If you’d extend the previous support, you’d also see that the Head is retesting it now as resistance.

The hardest part of the Head & Shoulders is waiting for a confirmed break of the neckline – the support level.


The real trend

In hindsight, the trend looks super easy to trade after the Head & Shoulder breakout. The problem here usually is that many traders will prematurely have shorted the market before and accumulated losses and got so frustrated that they’ll not trust the neckline breakout.

Looking at clean charts and applying patience is not easy, but it will transform your trading. Once you feel comfortable spotting those simple patterns, you can approach your charts differently and you understand where the big moves happen: once those key levels have been broken and you can stay away from prematurely trying to predict the next big move.


The first consolidation

Everyone who missed the major downtrend move is now frustrated and eagerly waiting to make some money on this chart. Many traders will then start calling early reversals, hoping that they can make up for what they have missed.
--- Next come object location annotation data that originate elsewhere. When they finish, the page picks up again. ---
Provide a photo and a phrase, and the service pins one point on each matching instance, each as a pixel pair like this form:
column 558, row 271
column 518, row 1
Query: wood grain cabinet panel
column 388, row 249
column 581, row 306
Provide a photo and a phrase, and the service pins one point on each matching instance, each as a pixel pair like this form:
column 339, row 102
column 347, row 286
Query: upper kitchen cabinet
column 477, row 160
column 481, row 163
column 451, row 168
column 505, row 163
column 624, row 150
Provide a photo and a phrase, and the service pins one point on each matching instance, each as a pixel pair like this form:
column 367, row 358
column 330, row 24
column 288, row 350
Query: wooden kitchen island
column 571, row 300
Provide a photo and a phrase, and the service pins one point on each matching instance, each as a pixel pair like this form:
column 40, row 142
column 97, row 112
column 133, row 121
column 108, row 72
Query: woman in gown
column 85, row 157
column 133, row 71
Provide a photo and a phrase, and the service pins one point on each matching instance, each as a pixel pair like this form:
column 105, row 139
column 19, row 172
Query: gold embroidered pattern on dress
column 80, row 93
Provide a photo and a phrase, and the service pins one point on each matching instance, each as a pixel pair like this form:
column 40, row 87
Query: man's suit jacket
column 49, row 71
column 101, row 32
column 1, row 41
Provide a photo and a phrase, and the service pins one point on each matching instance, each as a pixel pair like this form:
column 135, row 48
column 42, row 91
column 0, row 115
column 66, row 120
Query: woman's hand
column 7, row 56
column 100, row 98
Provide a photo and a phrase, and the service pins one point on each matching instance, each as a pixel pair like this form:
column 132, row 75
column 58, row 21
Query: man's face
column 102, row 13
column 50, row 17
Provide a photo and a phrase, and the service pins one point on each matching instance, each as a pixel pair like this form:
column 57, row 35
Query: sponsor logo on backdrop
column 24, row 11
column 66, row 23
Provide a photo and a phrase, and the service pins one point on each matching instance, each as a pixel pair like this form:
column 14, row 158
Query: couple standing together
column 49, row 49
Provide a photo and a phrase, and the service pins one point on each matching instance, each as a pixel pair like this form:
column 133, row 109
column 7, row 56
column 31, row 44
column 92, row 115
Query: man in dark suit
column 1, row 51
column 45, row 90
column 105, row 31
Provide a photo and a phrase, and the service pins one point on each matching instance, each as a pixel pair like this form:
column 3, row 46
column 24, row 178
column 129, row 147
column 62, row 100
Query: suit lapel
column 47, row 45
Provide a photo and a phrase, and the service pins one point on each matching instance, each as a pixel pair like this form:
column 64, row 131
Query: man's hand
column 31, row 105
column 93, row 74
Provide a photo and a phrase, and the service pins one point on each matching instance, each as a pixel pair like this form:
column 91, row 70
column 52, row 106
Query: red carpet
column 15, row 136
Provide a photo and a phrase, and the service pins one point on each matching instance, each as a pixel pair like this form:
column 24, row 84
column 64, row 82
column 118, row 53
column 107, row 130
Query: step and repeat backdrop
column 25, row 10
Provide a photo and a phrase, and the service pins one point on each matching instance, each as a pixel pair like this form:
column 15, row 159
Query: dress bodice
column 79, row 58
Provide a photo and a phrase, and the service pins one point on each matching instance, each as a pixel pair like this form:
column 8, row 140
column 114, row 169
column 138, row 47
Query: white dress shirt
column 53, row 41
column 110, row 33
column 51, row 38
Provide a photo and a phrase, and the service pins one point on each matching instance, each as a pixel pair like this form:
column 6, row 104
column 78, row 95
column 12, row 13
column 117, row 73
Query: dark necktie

A good rule of thumb is that, as a reversal trader, you should not go against trends that thave only one trendwave. Single wave trends usually continue and do not turn as easily.

Here we saw a small consolidation, but at no point did we ever see any signs of bullishness. This is a key observation. Reversals are usually preceded by a change in candle size and momentum.


A double bottom

Now, things started to look a little different. After the consolidation, price didn’t continue as strong and the following trendwave was relatively short, compared to what has happened before. Then we also start seeing a double bottom where price struggled to break lower, followed by larger bullish candles – the thing we were missing during the previous consolidation.

Again, this is not enough yet to get long, but it’s a heads up that something is changing here and the bears are not in full controll anymore.

A new trend is born?

Price is now showing a new trend sequence and the price is making higher lows and once it broke the dotted horizontal resistance, we’re also pushing into a fresh area where price does not face any resistance on the way up.

Now it does look like an obvious long and everyone is thinking the same. Such patterns are often followed by a shakeout or a retest that will scare out the already long positioned traders. Remember the Head & Shoulders pattern from the start? It already looked like price was ready to start a new downtrend after the trendline break but the Head & Shoulders made it harder to hold on to those early shorts.


You can see that such a way of reading charts can be very simple. Of course, it doesn’t mean that it’s going to be easy and there are still lots of variables you need to consider before taking a trade, but it’s a great start to declutter your charts and read price action effectively.